Add to this the cost, both financial and environmental, of producing the extra electricity required to charge tens of millions of batteries, and we are beginning to bite into those tiny percentages even more. But no expense is too high for the fanatics to claim moral ascendancy.
However, on closer examination their moral ground appears quite a bit lower. For, in addition to producing harmless CO2, the mining of battery minerals causes real environmental damage, not to mention the harm to the miners’ health.
When we consider where these metals are produced, the ecofanatics’ smugness begins to look not only factually unfounded, but also morally defunct. Most of the world’s cobalt is produced in the Congo, South America delivers most of the lithium, and between them South Africa and China account for about half of all manganese.
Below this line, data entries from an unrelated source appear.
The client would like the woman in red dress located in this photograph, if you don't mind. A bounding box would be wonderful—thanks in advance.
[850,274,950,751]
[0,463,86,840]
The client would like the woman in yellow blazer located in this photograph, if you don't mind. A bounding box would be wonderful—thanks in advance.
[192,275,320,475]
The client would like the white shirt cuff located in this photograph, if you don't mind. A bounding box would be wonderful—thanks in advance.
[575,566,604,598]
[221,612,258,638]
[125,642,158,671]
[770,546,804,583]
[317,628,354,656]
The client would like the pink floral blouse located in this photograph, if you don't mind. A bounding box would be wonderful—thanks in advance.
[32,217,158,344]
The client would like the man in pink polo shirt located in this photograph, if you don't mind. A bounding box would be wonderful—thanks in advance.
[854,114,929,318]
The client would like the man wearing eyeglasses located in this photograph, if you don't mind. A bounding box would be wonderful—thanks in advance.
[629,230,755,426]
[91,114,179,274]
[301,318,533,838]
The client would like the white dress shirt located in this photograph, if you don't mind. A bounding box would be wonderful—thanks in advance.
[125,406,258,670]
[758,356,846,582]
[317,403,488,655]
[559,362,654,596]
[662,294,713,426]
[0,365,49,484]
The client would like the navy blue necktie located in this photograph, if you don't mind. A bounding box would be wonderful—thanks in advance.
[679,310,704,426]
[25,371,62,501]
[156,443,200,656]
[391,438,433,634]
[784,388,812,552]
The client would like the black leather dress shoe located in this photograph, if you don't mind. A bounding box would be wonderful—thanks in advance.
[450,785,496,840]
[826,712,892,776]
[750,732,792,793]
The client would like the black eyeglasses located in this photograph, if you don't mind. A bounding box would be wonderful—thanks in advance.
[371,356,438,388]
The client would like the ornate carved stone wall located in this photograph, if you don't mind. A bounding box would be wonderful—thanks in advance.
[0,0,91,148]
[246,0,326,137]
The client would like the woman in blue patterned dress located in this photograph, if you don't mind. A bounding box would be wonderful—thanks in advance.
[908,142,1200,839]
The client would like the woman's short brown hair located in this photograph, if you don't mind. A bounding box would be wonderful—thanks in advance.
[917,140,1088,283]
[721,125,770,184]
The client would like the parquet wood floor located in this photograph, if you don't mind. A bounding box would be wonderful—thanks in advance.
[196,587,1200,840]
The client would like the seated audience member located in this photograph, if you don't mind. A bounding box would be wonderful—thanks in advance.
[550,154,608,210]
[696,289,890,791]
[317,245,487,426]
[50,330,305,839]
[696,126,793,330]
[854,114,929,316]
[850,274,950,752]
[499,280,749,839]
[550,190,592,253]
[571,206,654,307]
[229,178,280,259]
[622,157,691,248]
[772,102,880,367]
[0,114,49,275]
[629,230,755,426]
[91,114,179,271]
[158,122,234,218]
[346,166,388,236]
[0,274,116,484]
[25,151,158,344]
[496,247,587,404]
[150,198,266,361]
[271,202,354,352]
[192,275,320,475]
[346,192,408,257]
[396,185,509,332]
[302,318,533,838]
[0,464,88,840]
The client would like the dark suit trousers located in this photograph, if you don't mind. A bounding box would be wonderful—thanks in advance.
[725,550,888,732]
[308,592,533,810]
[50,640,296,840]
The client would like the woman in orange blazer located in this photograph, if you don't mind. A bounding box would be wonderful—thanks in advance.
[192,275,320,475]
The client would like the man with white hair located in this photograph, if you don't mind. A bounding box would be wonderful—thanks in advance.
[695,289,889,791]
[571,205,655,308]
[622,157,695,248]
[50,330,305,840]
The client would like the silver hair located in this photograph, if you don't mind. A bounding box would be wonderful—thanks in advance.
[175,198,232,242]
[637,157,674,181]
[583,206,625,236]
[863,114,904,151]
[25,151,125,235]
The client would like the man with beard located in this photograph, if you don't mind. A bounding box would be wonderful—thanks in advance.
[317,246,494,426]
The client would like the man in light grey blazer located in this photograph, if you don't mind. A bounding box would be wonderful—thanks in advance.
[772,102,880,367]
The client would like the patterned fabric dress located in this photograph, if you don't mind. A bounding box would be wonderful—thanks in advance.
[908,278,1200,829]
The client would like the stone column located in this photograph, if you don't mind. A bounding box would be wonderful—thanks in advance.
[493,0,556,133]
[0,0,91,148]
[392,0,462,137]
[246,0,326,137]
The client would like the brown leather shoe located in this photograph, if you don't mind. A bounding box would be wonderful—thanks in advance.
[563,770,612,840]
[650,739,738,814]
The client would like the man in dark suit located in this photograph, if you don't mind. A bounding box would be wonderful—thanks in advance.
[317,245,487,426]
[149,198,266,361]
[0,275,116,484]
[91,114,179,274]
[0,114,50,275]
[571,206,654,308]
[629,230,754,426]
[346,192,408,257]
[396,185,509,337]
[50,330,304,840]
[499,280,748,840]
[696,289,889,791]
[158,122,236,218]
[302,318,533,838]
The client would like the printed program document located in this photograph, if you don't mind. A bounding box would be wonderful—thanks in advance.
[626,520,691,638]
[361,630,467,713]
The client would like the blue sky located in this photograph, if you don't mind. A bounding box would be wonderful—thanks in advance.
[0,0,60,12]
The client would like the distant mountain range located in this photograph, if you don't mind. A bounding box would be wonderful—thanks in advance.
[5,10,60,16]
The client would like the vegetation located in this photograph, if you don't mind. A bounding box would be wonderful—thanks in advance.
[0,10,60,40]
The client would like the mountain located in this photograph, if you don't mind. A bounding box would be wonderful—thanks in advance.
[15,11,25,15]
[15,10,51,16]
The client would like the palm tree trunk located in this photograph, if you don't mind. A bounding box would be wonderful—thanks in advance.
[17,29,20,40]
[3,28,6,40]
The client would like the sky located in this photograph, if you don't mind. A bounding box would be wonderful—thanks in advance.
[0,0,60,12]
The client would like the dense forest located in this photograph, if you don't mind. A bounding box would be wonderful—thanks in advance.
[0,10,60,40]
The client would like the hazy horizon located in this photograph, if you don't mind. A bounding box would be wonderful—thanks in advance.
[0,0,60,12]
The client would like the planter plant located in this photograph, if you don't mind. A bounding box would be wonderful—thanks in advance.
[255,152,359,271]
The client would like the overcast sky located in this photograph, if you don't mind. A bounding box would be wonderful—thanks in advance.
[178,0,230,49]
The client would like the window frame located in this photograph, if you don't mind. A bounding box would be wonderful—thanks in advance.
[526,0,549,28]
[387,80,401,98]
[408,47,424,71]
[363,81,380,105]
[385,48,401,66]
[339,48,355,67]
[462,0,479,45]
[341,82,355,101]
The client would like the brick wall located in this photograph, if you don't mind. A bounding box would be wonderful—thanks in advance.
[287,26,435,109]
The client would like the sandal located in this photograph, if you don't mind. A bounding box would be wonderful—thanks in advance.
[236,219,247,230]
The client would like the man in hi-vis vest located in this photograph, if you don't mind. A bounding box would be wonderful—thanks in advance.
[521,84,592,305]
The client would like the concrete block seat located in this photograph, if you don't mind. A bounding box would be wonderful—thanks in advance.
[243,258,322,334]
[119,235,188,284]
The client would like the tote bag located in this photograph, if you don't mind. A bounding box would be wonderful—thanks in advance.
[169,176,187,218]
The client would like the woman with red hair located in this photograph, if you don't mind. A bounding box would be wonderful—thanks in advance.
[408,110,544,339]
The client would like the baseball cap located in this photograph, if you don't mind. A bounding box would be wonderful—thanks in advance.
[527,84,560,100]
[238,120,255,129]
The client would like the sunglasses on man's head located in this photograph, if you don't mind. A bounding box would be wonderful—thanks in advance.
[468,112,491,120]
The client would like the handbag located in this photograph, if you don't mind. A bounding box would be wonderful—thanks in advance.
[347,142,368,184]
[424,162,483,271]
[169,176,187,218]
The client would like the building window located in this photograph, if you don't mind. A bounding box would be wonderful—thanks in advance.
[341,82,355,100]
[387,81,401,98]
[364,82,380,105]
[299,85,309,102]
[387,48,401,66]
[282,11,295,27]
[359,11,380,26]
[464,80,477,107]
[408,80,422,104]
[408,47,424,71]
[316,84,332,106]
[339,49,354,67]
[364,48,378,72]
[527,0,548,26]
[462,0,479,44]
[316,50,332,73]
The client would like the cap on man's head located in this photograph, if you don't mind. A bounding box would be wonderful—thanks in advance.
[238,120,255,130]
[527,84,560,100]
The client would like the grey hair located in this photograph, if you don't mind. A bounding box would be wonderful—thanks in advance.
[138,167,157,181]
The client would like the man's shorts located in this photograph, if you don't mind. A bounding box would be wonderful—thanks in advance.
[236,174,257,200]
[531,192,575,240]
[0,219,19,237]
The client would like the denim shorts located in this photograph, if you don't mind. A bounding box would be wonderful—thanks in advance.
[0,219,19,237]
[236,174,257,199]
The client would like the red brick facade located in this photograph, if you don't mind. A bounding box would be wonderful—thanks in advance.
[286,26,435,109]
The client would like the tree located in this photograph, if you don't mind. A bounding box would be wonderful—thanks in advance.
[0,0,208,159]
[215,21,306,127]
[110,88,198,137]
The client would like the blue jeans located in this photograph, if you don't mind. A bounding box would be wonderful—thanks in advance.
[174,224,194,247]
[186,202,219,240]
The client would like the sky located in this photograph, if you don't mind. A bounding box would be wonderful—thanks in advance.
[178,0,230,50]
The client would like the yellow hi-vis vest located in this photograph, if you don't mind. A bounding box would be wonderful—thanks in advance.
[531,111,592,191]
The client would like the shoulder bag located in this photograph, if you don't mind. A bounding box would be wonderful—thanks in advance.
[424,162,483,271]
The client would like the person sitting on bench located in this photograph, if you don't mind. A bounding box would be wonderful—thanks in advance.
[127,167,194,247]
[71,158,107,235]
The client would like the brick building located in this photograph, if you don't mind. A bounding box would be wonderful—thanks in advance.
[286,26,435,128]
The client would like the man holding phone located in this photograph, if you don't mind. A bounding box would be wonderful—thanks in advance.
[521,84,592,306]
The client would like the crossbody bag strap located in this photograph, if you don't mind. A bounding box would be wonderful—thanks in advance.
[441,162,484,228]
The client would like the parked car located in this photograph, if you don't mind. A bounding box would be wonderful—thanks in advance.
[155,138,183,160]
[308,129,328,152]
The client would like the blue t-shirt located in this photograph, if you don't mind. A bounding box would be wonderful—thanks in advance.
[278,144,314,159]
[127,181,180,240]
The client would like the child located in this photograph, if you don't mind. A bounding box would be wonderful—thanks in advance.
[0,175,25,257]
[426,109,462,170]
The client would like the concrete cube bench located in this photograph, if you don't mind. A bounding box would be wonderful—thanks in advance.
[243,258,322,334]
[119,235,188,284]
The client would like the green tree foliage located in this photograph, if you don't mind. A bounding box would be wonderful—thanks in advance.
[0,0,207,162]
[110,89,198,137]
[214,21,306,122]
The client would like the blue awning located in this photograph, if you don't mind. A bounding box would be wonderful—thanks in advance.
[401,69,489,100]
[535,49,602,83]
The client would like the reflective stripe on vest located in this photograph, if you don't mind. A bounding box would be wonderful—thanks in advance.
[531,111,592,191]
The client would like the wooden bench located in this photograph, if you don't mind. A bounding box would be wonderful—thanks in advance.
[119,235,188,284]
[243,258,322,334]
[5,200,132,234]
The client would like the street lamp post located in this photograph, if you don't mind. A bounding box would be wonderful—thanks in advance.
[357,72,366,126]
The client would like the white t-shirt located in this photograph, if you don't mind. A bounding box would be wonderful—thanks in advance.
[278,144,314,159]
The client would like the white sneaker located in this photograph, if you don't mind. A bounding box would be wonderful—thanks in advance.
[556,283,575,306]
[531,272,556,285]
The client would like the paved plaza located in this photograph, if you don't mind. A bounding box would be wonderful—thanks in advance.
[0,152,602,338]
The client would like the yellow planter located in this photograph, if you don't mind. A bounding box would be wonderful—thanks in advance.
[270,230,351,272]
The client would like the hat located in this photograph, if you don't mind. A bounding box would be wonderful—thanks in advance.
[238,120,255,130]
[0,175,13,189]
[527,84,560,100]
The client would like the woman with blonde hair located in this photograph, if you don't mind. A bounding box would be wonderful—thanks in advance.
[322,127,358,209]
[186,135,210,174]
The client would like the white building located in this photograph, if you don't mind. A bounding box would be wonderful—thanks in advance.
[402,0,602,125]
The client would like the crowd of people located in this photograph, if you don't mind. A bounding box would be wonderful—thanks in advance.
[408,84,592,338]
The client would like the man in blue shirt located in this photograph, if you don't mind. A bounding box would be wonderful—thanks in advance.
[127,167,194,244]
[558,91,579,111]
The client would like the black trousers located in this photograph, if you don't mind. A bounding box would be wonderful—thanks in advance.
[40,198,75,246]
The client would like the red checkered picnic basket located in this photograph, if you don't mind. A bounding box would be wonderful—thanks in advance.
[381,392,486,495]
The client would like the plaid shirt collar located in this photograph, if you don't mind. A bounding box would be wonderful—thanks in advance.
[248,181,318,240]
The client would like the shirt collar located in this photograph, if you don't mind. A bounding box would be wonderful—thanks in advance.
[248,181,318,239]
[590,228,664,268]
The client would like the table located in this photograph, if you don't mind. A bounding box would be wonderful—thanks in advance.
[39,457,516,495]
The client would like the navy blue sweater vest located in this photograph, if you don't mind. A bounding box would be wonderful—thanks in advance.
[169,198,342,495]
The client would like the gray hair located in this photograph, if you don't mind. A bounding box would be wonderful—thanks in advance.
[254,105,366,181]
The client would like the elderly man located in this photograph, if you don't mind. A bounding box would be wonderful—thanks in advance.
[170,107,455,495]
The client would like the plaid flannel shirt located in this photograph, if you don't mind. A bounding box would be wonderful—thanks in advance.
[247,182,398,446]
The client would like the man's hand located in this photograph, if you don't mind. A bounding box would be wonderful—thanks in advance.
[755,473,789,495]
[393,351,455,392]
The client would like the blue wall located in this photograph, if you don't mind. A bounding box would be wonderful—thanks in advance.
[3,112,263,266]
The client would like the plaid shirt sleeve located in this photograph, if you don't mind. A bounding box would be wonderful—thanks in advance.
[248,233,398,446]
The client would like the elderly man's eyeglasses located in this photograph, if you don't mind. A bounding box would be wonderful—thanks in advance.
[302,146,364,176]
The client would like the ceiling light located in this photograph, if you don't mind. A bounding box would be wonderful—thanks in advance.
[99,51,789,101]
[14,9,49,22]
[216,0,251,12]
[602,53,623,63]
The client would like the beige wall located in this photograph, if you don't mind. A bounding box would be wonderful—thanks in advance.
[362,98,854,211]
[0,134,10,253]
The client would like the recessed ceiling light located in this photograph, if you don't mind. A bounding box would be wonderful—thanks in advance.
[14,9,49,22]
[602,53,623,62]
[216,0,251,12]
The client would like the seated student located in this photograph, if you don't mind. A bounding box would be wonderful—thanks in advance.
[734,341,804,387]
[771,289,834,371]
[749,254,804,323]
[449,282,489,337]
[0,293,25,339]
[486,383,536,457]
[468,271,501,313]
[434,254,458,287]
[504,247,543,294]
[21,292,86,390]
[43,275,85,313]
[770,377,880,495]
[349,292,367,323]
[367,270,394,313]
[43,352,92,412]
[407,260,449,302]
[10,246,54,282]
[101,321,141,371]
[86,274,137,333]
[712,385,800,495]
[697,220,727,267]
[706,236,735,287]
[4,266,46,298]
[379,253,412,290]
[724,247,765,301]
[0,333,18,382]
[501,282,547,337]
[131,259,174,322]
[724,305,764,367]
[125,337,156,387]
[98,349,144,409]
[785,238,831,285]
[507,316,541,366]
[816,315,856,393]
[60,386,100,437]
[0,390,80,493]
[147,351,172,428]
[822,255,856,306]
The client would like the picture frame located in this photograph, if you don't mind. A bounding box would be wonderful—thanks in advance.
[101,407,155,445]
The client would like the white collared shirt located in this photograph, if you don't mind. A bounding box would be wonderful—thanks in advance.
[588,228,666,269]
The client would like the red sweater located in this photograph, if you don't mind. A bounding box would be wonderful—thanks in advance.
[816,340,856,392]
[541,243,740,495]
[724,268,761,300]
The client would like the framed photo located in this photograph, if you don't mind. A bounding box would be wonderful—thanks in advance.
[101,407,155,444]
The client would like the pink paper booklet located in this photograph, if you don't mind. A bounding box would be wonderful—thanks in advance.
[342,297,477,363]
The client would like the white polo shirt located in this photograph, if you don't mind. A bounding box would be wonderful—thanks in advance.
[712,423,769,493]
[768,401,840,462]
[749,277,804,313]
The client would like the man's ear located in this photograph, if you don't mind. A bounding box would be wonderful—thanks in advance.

Therefore most miners are… how shall I put it without risking censure?… not exactly white (it’s not South American or South African whites who go down the mines). How does this tally with the woke commitment to pan-planetary racial equality?
I detect a clash of pieties there, which is always nice to observe. The European and North American ecofanatics, who are predominantly left-wing, don’t mind cobalt and lithium miners getting cancers produced by radioactive particles. As long as their own virtue is properly signalled, they feel self-satisfied.
Everyone can see exhausts coming out of tailpipes, but those dying miners are safely tucked away out of sight in faraway lands. This trompe l’oeil creates the illusion of a carbon-free ride, which I for one find repugnant. Don’t you?